I see the malaysian judiciary has taken the same tact of thugs throughout history, ruling by fear and ‘respect’ at gun-point. If they can’t take some random schmucks on the internet saying mean things about them without trying to crack down on free speech then I’d say they’re doing more damage to their own reputation than anyone else ever could.

On a more general note as the article rightly points out this is why intermediary protections are so vital. Leave platforms liable for what users post, or even worse let the government decide what speech is and is not allowed and you create massive chilling effects on speech, as sites are forced to limit what they allow or block user content entirely lest they run afoul of government ‘standards’.

Those attacking 230, whether because they want sites to moderate less or moderate more are not doing it for ‘free speech’ they’re doing it because they don’t like how the platforms are exercising their free speech rights and want to force them to ‘do it right’, either by protecting assholes from consequences for their words and actions or giving the boot to anyone who even might step over the line.

ECA (profile) says:

lets just say

They are enforcing the laws already on the books. Just reinforcing them to the internet.

I still have this thought about Who is requesting, in the USA, changes to the law. As with all the regular laws we have, that generally Cover most things anyway. Why Think changing 230 Would help them do much of anything, Except take a No Salery site to court to gain nothing. All 230 does is reinforce Our main laws, so there are no questions about it.

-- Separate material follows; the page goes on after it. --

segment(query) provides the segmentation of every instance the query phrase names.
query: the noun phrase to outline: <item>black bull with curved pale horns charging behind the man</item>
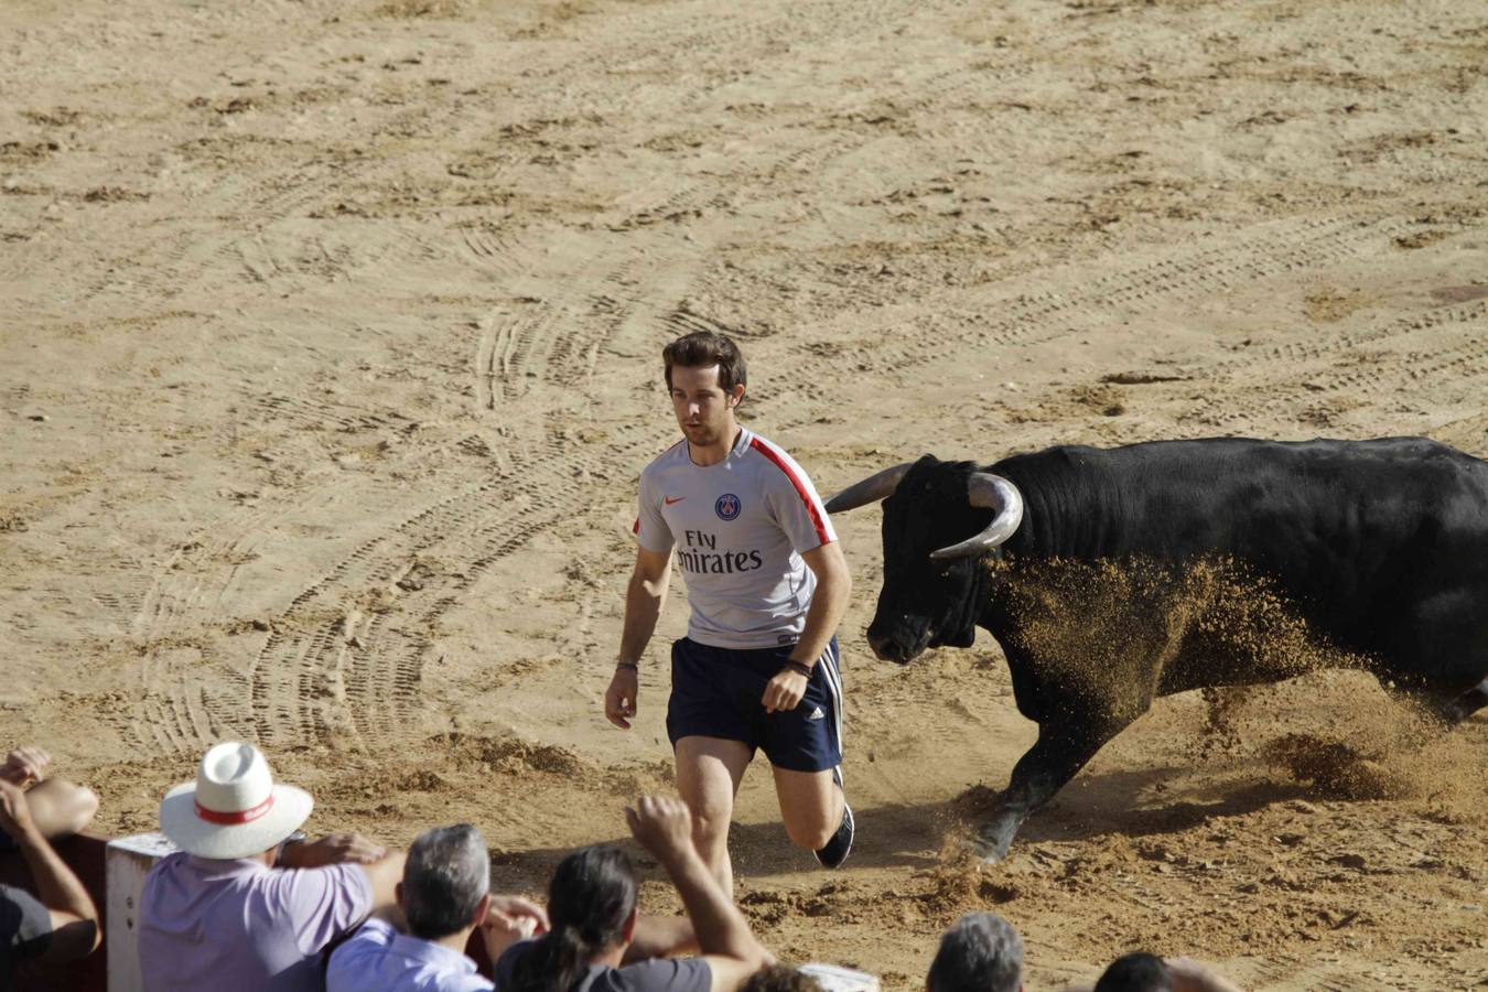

This comment has been deemed insightful by the community.
Samuel Abram (profile) says:

Re: What about Newspapers/Magazines?

You can’t really "comment" on a Newspaper or Magazine in real time. You can write a letter, but that takes far longer and comments get posted immediately rather than letters to the editor which are posted at the print publisher’s discretion. That’s why people who want to destroy §230 because print media doesn’t have a similar law are either idiots or disingenuous.

This comment has been deemed insightful by the community.
That One Guy (profile) says:

Re: What about Newspapers/Magazines?

230 doesn’t for their printed stuff but it does for any online platforms they might have that allows user comments however the same idea applies to both, that being ‘you’re responsible for what you say/do, not what someone else says/does’.

In the same way that you can’t sue a newspaper because someone bought a copy and scribbled illegal comments on it you don’t get to sue an online platform because someone used it to post illegal content that the platform had nothing to do with beyond providing the ability to post. Where you can sue a newspaper is for what they themselves printed, because that was them choosing to create the content in question, and likewise if a site chooses to post something that might violate a law 230 doesn’t protect them either.

This comment has been deemed insightful by the community.
PaulT (profile) says:

Re: What about Newspapers/Magazines?

"Why isn’t the same protections that newspapers and magazines have adequate?"

Newspapers and magazine have an editor who approves each article that’s printed, with magazines often weeks in advance, and the articles are written by employees of the publisher or by contractors hired to do the work.

Internet platforms have no prior knowledge of anything that users post before they’re posted, nor any necessary prior arrangement with those users, and cannot possibly know what will be written until after it’s posted.

It’s a completely different thing.

"IANAL but I don’t think Sec 230 applies to them?"

Section 230 applies to anything users post on their website, be that comments or other interactions.

Anonymous Coward says:

In Indonesia there is a law (Electronic Information dan Transaction Law) thay you can report to the police because someone hurt your feeling on the internet.
Basically its okay if you said directly FU mr. President to the person in live but if you write it on the internet, somebody could report you and the police could arrest you.
Everybody is using this law. Politician to stop their ckmpetitor, quarreling celebrity even normal people is using this law.